# South Bend 14" Drill Press Restore



## RockvilleMike (Oct 8, 2020)

This was a fun one.  My dad had this SB 14" kicking around in his garage for years, I don't think he ever used it.  One of those "right place at the right time" kind of deals where he picked it up from a friend of a friend of a friend who never used it, either.  As the new owner, I knew it needed some love.  Old, peeling paint, missing/incorrect switches, VERY noisy pulley bearings, pretty obvious arc of shame...  So here it is - I've included a short movie at the end to listen the after-bearing-replacement smoothness.  It's not as pretty as others I've seen, but I'm pretty happy with my rattle can restore.  Filled the arc divots with JB weld, for those who are interested!
	

		
			
		

		
	













View attachment IMG_2402.MOV


----------



## swiftab (Oct 8, 2020)

Great job on the rebuild.  That is the right sized drill press to see a lot of work in the future.


----------



## Janderso (Oct 8, 2020)

Beautiful.
Too bad about the table. Oh, look again = fixed!!


----------



## Grey (Oct 15, 2020)

Nice.  I missed in auction a Powermatic 1150 that I had this intention of.  After second guessing myself I stopped bidding at 150.00 dollars thinking it was too far gone.  It seems I may have been able to do it after looking at your restoration.  Great work.


----------



## NC Rick (Oct 15, 2020)

Nice work!  It is so good to see another piece of good equipment come back from the brink and once again become a great working machine.  I am sure you feel great satisfaction and will like the machine even more Because of your efforts.

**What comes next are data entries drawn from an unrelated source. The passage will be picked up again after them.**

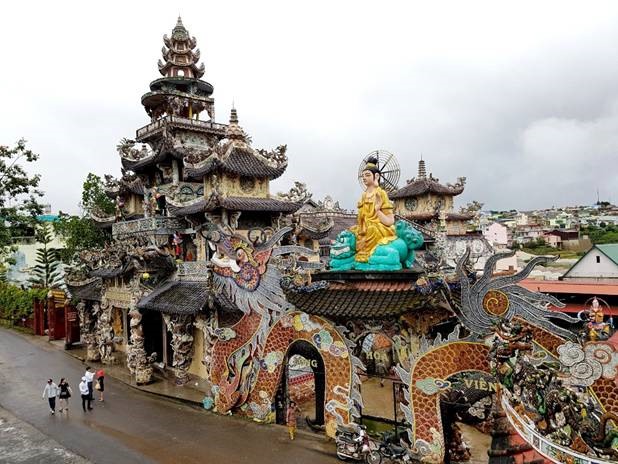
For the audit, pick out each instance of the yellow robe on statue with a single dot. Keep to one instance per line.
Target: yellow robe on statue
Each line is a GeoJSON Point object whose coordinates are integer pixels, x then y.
{"type": "Point", "coordinates": [369, 231]}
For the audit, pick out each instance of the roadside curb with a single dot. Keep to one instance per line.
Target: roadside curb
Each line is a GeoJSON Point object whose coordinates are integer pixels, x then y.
{"type": "Point", "coordinates": [188, 402]}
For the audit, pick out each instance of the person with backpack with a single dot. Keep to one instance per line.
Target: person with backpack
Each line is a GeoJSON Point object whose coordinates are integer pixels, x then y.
{"type": "Point", "coordinates": [100, 385]}
{"type": "Point", "coordinates": [65, 394]}
{"type": "Point", "coordinates": [85, 392]}
{"type": "Point", "coordinates": [50, 393]}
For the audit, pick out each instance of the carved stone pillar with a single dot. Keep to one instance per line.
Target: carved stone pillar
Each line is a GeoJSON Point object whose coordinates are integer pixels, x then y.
{"type": "Point", "coordinates": [105, 334]}
{"type": "Point", "coordinates": [87, 328]}
{"type": "Point", "coordinates": [181, 327]}
{"type": "Point", "coordinates": [137, 361]}
{"type": "Point", "coordinates": [207, 325]}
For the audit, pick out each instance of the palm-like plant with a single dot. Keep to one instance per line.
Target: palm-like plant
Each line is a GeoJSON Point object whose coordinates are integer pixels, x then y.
{"type": "Point", "coordinates": [47, 272]}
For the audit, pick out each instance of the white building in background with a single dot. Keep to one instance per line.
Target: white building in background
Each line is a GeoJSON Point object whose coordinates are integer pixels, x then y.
{"type": "Point", "coordinates": [498, 235]}
{"type": "Point", "coordinates": [600, 264]}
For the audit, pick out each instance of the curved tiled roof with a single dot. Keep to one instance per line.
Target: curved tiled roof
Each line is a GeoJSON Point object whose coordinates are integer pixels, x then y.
{"type": "Point", "coordinates": [235, 204]}
{"type": "Point", "coordinates": [176, 297]}
{"type": "Point", "coordinates": [258, 204]}
{"type": "Point", "coordinates": [422, 186]}
{"type": "Point", "coordinates": [240, 161]}
{"type": "Point", "coordinates": [362, 300]}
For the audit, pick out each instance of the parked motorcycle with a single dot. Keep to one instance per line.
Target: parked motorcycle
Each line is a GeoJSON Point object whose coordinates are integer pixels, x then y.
{"type": "Point", "coordinates": [353, 442]}
{"type": "Point", "coordinates": [388, 450]}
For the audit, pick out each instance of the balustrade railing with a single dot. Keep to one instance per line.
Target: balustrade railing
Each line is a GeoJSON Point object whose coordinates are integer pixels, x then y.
{"type": "Point", "coordinates": [153, 225]}
{"type": "Point", "coordinates": [178, 121]}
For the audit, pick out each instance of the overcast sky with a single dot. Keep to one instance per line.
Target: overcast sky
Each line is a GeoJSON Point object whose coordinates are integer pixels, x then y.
{"type": "Point", "coordinates": [520, 99]}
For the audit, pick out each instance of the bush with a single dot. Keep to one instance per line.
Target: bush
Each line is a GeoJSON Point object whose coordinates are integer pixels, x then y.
{"type": "Point", "coordinates": [16, 303]}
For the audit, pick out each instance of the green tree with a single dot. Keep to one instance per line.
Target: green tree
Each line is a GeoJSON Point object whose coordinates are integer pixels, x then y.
{"type": "Point", "coordinates": [47, 272]}
{"type": "Point", "coordinates": [80, 232]}
{"type": "Point", "coordinates": [19, 195]}
{"type": "Point", "coordinates": [94, 198]}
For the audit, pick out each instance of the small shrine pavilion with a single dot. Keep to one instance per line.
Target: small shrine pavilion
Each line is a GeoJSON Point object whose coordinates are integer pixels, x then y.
{"type": "Point", "coordinates": [425, 200]}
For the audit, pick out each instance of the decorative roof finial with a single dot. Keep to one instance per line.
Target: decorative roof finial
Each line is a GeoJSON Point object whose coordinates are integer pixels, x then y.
{"type": "Point", "coordinates": [422, 173]}
{"type": "Point", "coordinates": [234, 131]}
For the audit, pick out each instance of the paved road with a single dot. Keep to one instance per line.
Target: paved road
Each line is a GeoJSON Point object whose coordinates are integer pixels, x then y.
{"type": "Point", "coordinates": [20, 443]}
{"type": "Point", "coordinates": [135, 427]}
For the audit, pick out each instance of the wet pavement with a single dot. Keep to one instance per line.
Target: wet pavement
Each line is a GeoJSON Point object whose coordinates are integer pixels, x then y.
{"type": "Point", "coordinates": [132, 426]}
{"type": "Point", "coordinates": [20, 443]}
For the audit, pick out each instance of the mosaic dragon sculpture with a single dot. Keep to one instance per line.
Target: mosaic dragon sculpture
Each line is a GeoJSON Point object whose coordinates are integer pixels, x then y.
{"type": "Point", "coordinates": [247, 358]}
{"type": "Point", "coordinates": [504, 321]}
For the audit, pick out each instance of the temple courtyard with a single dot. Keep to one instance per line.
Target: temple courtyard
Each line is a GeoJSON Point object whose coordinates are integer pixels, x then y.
{"type": "Point", "coordinates": [130, 426]}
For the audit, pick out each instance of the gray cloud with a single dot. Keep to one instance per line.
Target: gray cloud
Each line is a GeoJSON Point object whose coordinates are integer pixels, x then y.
{"type": "Point", "coordinates": [521, 101]}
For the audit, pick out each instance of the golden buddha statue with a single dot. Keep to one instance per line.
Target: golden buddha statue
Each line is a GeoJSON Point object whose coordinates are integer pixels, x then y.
{"type": "Point", "coordinates": [375, 214]}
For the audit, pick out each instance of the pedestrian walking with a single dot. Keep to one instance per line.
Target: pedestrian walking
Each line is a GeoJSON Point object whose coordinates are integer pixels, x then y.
{"type": "Point", "coordinates": [65, 393]}
{"type": "Point", "coordinates": [50, 393]}
{"type": "Point", "coordinates": [100, 386]}
{"type": "Point", "coordinates": [291, 418]}
{"type": "Point", "coordinates": [89, 374]}
{"type": "Point", "coordinates": [85, 392]}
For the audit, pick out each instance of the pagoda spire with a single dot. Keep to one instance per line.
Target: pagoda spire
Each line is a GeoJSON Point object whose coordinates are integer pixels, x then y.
{"type": "Point", "coordinates": [180, 55]}
{"type": "Point", "coordinates": [234, 131]}
{"type": "Point", "coordinates": [422, 172]}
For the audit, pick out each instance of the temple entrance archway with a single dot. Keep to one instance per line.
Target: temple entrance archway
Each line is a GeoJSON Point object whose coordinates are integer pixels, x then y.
{"type": "Point", "coordinates": [303, 381]}
{"type": "Point", "coordinates": [154, 342]}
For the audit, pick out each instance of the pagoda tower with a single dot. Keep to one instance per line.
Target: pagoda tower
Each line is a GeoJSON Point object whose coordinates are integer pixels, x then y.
{"type": "Point", "coordinates": [180, 92]}
{"type": "Point", "coordinates": [183, 165]}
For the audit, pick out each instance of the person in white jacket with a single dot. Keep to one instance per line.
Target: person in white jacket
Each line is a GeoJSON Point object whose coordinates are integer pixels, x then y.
{"type": "Point", "coordinates": [51, 392]}
{"type": "Point", "coordinates": [83, 390]}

i like the color you used and in the photo, it looks similar to the color I used for my in progress W-T Drill Press.  What paint did you use if I may ask?  I also like your explosion proof phone!  Half the fun of many of these shop photos is just getting to be nosey and look at all the cool stuff.


----------



## RockvilleMike (Oct 16, 2020)

NC Rick said:


> Nice work!  It is so good to see another piece of good equipment come back from the brink and once again become a great working machine.  I am sure you feel great satisfaction and will like the machine even more Because of your efforts.
> 
> i like the color you used and in the photo, it looks similar to the color I used for my in progress W-T Drill Press.  What paint did you use if I may ask?  I also like your explosion proof phone!  Half the fun of many of these shop photos is just getting to be nosey and look at all the cool stuff.

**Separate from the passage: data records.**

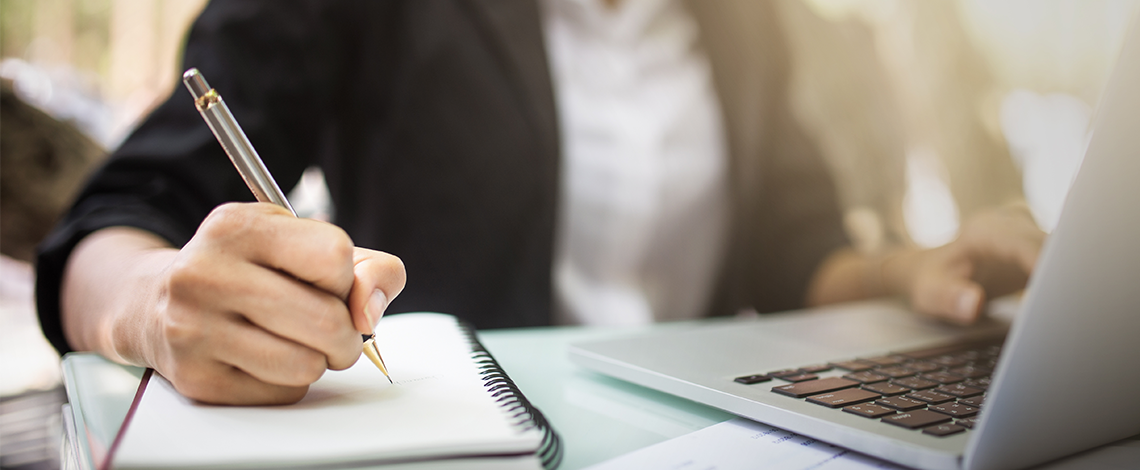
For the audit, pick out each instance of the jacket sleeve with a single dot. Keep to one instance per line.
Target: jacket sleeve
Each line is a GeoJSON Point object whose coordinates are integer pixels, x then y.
{"type": "Point", "coordinates": [269, 63]}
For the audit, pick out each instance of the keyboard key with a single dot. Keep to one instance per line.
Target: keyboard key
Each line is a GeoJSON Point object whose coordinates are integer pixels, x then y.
{"type": "Point", "coordinates": [928, 353]}
{"type": "Point", "coordinates": [960, 390]}
{"type": "Point", "coordinates": [930, 397]}
{"type": "Point", "coordinates": [868, 410]}
{"type": "Point", "coordinates": [968, 423]}
{"type": "Point", "coordinates": [814, 387]}
{"type": "Point", "coordinates": [942, 378]}
{"type": "Point", "coordinates": [975, 402]}
{"type": "Point", "coordinates": [983, 382]}
{"type": "Point", "coordinates": [917, 419]}
{"type": "Point", "coordinates": [922, 366]}
{"type": "Point", "coordinates": [971, 372]}
{"type": "Point", "coordinates": [853, 365]}
{"type": "Point", "coordinates": [901, 403]}
{"type": "Point", "coordinates": [915, 383]}
{"type": "Point", "coordinates": [942, 430]}
{"type": "Point", "coordinates": [949, 362]}
{"type": "Point", "coordinates": [752, 379]}
{"type": "Point", "coordinates": [893, 359]}
{"type": "Point", "coordinates": [783, 372]}
{"type": "Point", "coordinates": [886, 389]}
{"type": "Point", "coordinates": [865, 377]}
{"type": "Point", "coordinates": [894, 372]}
{"type": "Point", "coordinates": [851, 396]}
{"type": "Point", "coordinates": [955, 410]}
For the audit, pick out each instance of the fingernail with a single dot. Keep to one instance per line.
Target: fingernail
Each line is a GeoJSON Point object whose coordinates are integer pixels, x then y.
{"type": "Point", "coordinates": [375, 308]}
{"type": "Point", "coordinates": [967, 305]}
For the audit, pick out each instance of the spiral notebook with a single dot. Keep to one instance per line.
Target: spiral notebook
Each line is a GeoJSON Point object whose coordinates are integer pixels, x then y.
{"type": "Point", "coordinates": [450, 406]}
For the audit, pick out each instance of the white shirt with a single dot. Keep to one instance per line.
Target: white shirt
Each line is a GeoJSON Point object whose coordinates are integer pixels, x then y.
{"type": "Point", "coordinates": [643, 203]}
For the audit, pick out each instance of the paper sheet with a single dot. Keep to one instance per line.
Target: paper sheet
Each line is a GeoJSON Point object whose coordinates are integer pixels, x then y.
{"type": "Point", "coordinates": [743, 444]}
{"type": "Point", "coordinates": [438, 406]}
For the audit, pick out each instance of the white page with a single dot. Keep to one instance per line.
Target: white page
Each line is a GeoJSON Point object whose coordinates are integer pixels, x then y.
{"type": "Point", "coordinates": [744, 445]}
{"type": "Point", "coordinates": [438, 405]}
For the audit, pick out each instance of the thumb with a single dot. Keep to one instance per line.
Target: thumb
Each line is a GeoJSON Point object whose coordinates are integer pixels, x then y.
{"type": "Point", "coordinates": [953, 299]}
{"type": "Point", "coordinates": [377, 278]}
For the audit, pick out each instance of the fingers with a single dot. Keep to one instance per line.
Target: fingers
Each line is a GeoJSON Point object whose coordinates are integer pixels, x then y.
{"type": "Point", "coordinates": [255, 307]}
{"type": "Point", "coordinates": [225, 385]}
{"type": "Point", "coordinates": [953, 299]}
{"type": "Point", "coordinates": [379, 277]}
{"type": "Point", "coordinates": [316, 252]}
{"type": "Point", "coordinates": [206, 292]}
{"type": "Point", "coordinates": [1010, 236]}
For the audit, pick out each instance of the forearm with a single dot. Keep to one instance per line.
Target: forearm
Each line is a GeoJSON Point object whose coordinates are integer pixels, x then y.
{"type": "Point", "coordinates": [110, 285]}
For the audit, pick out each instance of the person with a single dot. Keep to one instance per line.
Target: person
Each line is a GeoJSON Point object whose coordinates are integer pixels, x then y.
{"type": "Point", "coordinates": [568, 161]}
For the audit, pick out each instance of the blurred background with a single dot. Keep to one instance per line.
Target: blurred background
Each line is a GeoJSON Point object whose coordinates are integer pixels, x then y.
{"type": "Point", "coordinates": [927, 112]}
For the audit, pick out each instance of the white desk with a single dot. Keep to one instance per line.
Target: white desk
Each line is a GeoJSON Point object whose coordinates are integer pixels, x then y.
{"type": "Point", "coordinates": [600, 418]}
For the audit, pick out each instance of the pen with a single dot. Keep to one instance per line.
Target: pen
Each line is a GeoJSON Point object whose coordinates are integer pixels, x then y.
{"type": "Point", "coordinates": [249, 164]}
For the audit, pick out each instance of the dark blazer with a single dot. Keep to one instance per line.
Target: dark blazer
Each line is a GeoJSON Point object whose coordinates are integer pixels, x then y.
{"type": "Point", "coordinates": [434, 123]}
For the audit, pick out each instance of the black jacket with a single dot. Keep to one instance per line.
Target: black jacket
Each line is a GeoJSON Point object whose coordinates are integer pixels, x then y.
{"type": "Point", "coordinates": [434, 123]}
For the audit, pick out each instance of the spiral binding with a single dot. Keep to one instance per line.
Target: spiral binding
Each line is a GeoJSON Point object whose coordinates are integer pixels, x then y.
{"type": "Point", "coordinates": [509, 396]}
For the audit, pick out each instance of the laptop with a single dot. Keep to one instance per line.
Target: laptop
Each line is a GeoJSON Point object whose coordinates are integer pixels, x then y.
{"type": "Point", "coordinates": [1061, 377]}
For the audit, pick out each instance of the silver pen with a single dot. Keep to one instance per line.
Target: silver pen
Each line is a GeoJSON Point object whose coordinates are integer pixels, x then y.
{"type": "Point", "coordinates": [249, 163]}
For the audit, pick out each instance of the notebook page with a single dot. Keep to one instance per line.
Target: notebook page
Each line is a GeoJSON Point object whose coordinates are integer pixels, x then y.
{"type": "Point", "coordinates": [437, 406]}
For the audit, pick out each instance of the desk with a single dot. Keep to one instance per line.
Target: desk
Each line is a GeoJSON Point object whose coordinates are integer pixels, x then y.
{"type": "Point", "coordinates": [597, 416]}
{"type": "Point", "coordinates": [601, 418]}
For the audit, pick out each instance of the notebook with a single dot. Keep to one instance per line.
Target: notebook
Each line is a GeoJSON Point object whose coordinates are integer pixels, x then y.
{"type": "Point", "coordinates": [1061, 378]}
{"type": "Point", "coordinates": [452, 406]}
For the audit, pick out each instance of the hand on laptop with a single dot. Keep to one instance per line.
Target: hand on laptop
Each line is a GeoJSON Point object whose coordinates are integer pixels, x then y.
{"type": "Point", "coordinates": [993, 256]}
{"type": "Point", "coordinates": [252, 310]}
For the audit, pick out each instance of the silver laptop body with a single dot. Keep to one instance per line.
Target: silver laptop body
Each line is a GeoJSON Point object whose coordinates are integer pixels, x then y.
{"type": "Point", "coordinates": [1068, 375]}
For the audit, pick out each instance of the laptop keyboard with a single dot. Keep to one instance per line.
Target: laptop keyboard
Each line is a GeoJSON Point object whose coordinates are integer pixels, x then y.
{"type": "Point", "coordinates": [936, 390]}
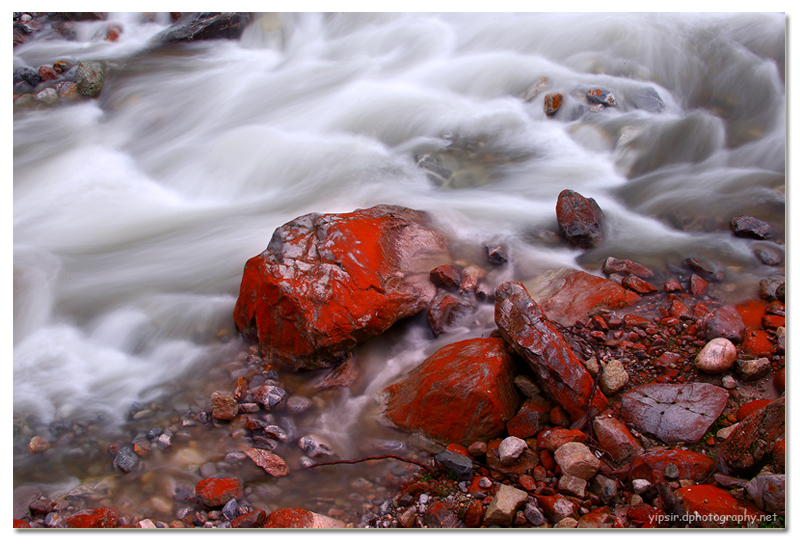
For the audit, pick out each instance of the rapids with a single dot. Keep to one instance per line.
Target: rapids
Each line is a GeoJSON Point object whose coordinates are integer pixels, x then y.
{"type": "Point", "coordinates": [134, 213]}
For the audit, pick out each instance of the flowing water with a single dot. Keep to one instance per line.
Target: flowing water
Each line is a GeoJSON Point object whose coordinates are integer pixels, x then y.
{"type": "Point", "coordinates": [134, 213]}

Thanks for the kind words.  Rustoleum Smoke Gray was the color used, a few coat over a fillable primer coat from the same company.  Wasn't looking for a glass smooth finish, just a close-to-factory appearance.  My mother wanted to take it to the landfill.  I made room in my truck for this one.
I agree with your phone observation!  Sometimes looking at the surroundings is just as good as the item displayed.  This explosion proof phone came from decommissioned Titan II site in AZ, by the way.


----------



## RockvilleMike (Oct 16, 2020)

Grey said:


> Nice.  I missed in auction a Powermatic 1150 that I had this intention of.  After second guessing myself I stopped bidding at 150.00 dollars thinking it was too far gone.  It seems I may have been able to do it after looking at your restoration.  Great work.

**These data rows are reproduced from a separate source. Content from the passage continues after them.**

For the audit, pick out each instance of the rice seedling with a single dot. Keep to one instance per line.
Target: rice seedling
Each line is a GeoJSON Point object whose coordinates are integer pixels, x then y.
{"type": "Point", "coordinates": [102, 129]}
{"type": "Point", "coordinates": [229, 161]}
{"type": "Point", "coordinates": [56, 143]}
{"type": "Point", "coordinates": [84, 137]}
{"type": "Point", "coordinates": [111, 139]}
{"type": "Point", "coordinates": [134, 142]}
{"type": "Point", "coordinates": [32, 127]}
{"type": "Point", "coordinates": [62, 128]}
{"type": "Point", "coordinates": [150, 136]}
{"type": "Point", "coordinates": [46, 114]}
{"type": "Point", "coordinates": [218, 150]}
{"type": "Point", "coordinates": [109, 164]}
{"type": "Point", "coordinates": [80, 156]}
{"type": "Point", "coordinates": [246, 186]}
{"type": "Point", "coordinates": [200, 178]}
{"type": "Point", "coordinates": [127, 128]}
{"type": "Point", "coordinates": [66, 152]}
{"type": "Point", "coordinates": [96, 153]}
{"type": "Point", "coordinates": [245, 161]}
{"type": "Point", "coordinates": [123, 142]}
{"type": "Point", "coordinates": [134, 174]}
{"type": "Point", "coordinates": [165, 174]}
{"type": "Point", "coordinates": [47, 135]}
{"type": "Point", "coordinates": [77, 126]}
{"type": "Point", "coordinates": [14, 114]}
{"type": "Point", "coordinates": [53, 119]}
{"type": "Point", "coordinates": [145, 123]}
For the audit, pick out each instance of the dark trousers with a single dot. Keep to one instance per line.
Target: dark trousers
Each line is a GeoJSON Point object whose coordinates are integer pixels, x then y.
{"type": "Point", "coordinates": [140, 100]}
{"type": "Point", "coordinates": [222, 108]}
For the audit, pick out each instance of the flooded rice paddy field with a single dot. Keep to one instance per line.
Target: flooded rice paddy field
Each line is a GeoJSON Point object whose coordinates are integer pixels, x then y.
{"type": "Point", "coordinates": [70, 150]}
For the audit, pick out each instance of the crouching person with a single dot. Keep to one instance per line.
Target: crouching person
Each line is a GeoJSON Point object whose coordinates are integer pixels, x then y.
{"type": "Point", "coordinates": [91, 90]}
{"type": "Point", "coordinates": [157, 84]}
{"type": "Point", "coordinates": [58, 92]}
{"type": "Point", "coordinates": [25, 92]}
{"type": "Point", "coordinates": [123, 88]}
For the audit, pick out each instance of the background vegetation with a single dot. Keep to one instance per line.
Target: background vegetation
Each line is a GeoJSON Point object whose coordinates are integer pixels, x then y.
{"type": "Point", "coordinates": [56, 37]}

It takes a lot to destroy this older iron.  Sorry you missed the Powermatic - but there will be others.  A little patience, room to work, and an appreciative eye for the vintage will pay dividends.  There were a few colorful adjectives used during this restore, but I stuck it out.  Good luck with your search.


----------



## DavidR8 (Oct 16, 2020)

Great job! Well done on fixing the 'smile'


----------